It was the end of the road for "American Idol" contestant Paul McDonald Thursday night and the end of the women's losing streak.
McDonald's ouster comes after last week's shocking elimination of favorite Pia Toscano.
While McDonald became the first male contestant cut from this season's top 13, the 26-year-old took the results in stride.
"C'mon, man, let's not get sad about this," he said after the results were revealed.
In an interview with Entertainment Weekly McDonald said it was "it was about my time to cruise out!" Even will.i.am and those guys were like, 'Dude, I know you're a real artist. It's killing you to do these covers.'" McDonald said that he woke up Thursday morning with a premonition that this might be the end for him. "It was weird, man, I had a feeling about it," he told EW backstage. "When I got up there, I was completely at peace. It was good, man, you know, because I looked over, and I saw these kids, man, that they've dreamed of winning American Idol forever. So I'm like, 'Go get it, win this thing!'
With seven contestants remaining, the race is tightening, but the judges seem to be doing little to help shape it.
"The judges aren't really judging," said M.J. Santilli, who has been hearing complaints from fans on her "Idol" website MJ's Big Blog. "They're more like cheerleaders, at this point. They're giving the same boring critique to nearly every contestant no matter how they sing."
Some fans are even blaming the judges for Pia Toscano's stunning ouster last week, saying they could have helped guide the voting public by being more critical of less talented contestants and providing more constructive criticism to the stronger ones.
"If she had captured the imagination of the viewers it wouldn't have mattered what the judges said," Santilli said. "She was kind of dull and robotic. She sang ballads every week. She was a little bit cold on the stage. I wouldn't necessarily lay that on the judges.
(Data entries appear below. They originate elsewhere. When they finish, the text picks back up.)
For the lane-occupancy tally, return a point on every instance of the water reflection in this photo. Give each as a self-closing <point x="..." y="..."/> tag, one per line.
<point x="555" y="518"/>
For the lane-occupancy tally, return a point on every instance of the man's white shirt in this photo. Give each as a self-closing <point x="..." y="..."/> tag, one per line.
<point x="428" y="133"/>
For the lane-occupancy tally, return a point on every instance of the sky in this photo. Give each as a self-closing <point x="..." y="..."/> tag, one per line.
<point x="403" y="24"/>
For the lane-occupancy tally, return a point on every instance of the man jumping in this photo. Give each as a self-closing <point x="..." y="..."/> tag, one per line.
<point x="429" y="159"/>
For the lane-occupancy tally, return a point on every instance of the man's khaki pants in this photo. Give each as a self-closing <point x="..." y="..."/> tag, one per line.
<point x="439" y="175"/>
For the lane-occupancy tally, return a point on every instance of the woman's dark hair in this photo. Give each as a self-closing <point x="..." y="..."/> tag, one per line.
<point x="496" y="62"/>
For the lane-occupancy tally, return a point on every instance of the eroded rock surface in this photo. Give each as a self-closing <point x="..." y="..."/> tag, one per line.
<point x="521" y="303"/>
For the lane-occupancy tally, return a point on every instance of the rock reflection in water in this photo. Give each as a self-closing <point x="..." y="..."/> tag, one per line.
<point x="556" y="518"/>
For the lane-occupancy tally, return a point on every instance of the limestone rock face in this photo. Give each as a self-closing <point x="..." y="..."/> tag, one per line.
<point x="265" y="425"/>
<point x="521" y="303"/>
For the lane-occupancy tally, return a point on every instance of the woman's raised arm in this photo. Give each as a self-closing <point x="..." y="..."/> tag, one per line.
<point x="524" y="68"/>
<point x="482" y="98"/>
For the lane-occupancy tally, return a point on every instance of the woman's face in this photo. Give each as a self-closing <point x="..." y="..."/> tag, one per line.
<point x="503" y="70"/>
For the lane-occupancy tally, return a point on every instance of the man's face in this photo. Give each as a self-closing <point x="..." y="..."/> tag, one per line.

"They actually did try to get her to step out of her box," Santilli said.
And despite the strong reaction to Toscano receiving the axe, "Idol" executive producer Nigel Lythogoe told Yahoo Music last week that "she was never a frontrunner."
Still, Santilli thinks the judges are pampering the contestants too much by holding back the harsh words.
"They're giving some of them an over-inflated sense of how good they are," she said, singling out Casey Abrams, who performed Nat King Cole's "Nature Boy" Wednesday.
Jackson and Tyler stood and applauded, and all three judges gushed about what a great artist Abrams is.
"The standing ovations were too much," Santilli said, adding that James Durban also got overly praised, though his performance last week fell flat.
"Right now, at this point in the competition, I'm missing that critical voice, that voice of someone who would be blunt," Santilli said.
She's referring, of course, to Simon Cowell, who left "Idol" at the end of last season to focus on his own singing competition, "The X Factor."
The judges seem to be aware that they are being judged, too. On Wednesday's show, Lopez acknowledged that fans think the judges are being too nice -- but, she countered, the contestants are just so good this year.
Santilli didn't buy that excuse. She thinks Lopez stopped giving out constructive feedback a few weeks ago because she has an album coming out.
"If she became this harsh critic, fans of the contestants she's criticizing would hate her," she said.
"That's the problem when you have two people who are stars and have products to sell," Santilli said, referring also to Tyler, who she said looks bored half the time. "They don't want to tarnish their reputations."
But Jackson defended the judges' new approach to the judging.
"It's a different energy, it's a different sensibility," he told website Hollywood Outbreak last month. "People are saying to me, 'Dawg, you guys are so nice." If you really listen to what we say, we give people it the straight way, too. It's just not quite as biting. It's a remix. Season 10."